As she looked at the freshly painted benches and leafy new trees, Betty Bland-Thomas said she felt a little more alive.
"People need space," said the South Baltimore community leader, watching her neighborhood park receive a rapid facelift Saturday morning. "We can't always be surrounded by concrete. You need your bread and butter and running water, but you also need grass and trees to have real quality of life."
Bland-Thomas had an unlikely source to thank for the dose of green renewal. CSX Transportation is better known for loud metal trains and large industrial lots. But as part of a sweeping effort to improve relations with Baltimore, employees of the rail giant spent Saturday freshening up Solo Gibbs Park, the area of grass and athletic courts you pass if you walk along Hamburg Street to a Ravens or Orioles game.

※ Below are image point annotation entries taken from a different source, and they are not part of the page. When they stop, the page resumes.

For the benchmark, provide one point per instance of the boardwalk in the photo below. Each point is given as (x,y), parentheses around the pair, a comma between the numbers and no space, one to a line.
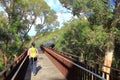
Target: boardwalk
(46,70)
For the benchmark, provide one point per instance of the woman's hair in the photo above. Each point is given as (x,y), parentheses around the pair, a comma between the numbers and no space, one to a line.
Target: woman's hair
(33,44)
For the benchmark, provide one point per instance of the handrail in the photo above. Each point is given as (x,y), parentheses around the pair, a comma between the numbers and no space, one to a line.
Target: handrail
(98,76)
(73,63)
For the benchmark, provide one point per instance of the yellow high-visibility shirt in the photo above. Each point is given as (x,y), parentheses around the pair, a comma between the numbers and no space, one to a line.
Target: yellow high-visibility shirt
(33,52)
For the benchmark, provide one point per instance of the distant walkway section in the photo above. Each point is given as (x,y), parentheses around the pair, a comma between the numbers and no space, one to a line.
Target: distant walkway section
(46,70)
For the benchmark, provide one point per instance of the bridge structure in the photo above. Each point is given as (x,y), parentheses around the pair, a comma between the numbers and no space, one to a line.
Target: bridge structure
(56,65)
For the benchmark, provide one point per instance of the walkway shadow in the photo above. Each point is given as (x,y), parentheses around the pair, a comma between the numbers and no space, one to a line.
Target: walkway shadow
(38,68)
(28,73)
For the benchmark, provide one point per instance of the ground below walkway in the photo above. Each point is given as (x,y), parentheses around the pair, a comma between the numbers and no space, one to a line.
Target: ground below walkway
(46,70)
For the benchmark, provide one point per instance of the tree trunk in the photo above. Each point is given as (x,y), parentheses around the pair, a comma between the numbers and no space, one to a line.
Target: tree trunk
(108,62)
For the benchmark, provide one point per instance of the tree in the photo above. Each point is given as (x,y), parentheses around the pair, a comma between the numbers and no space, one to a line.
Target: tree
(100,13)
(17,19)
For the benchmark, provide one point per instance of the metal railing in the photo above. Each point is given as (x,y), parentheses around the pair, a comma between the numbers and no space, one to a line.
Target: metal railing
(72,69)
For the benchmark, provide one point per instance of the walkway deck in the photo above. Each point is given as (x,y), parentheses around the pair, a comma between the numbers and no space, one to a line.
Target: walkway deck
(46,70)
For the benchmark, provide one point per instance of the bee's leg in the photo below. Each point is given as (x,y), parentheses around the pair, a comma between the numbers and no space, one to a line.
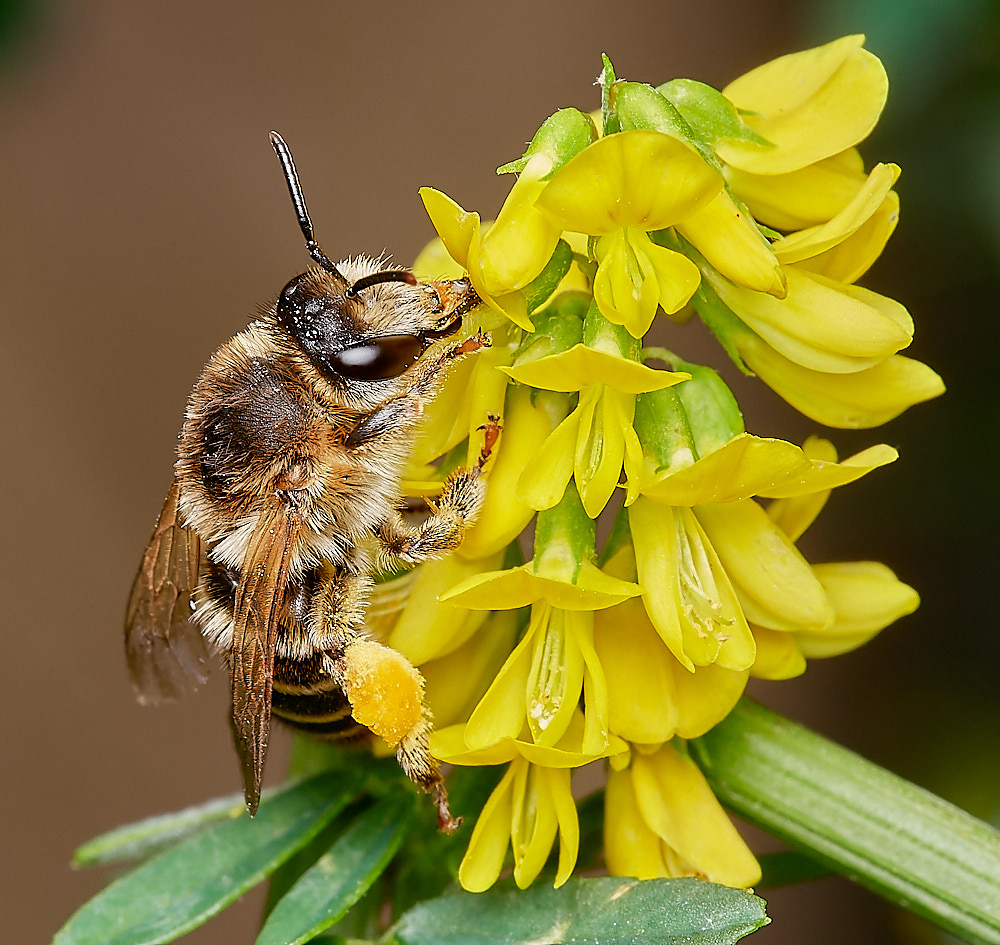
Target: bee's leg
(398,415)
(385,690)
(451,513)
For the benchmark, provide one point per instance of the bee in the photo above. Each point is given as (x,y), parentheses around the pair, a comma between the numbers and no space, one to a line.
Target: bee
(286,500)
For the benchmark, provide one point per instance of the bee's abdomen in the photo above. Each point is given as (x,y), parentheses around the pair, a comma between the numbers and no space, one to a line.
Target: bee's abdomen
(308,700)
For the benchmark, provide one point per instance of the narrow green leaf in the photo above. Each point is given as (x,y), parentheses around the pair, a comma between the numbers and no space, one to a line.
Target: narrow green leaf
(189,883)
(606,911)
(340,877)
(895,838)
(145,837)
(787,867)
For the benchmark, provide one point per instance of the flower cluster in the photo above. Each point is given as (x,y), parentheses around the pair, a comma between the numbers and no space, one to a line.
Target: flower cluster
(751,208)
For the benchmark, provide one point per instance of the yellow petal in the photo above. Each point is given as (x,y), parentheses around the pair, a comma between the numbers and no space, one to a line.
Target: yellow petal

City leaders had a contentious relationship with CSX after poor communications marred the response to a July 2001 fire in the Howard Street Tunnel. But both sides have worked to mend fences in recent years, and last month, they announced a multipronged agreement to improve safety in the tunnel.
CSX officials called Saturday's park rehabilitation in Sharp-Leadenhall another sign of the warmer relationship.
"Baltimore is such an important city for us," said Sharon Daboin, a community relations vice president for CSX. "And we want to show our appreciation for how much they put up with from us."
CSX brought together 125 volunteers, including employees, community members and a crew of midshipmen from the U.S. Naval Academy to slap new coats of red paint on benches, pull weeds from the ball field and replace dead trees with live ones.
They asked neighborhood children for input on a mural, which features a train representing CSX, a large Ravens logo and a portrait of Frederick Douglass, who once gave a speech under a tree in the historic park.
"I just like to see the community back together, enjoying each other," said Terry Garland, 26, who has lived in Sharp-Leadenhall his entire life.
"They've done more than I expected," said Bland-Thomas. "It would have taken us so long to do what they've done in one day."
CSX, based in Jacksonville, Fla., and the largest rail operator in the eastern U.S, maintains an overall goal of planting one tree for every one of its 21,000 miles of track. The rail company crossed 30 off its list on Saturday, with volunteers planting redbuds, maples and oaks in the park and along Hamburg Street. CSX footed the bill for the trees and other supplies, which exceeded $5,000.
"I have no more strength in my right hand," said CSX claims worker Paul Janssen, who had planted eight trees despite beginning the day with a sore elbow.
Asked why he hadn't done something easier, like painting, Janssen said, "Painting is not manly. You don't get anything done just sitting around. I'll outwork all these Navy kids."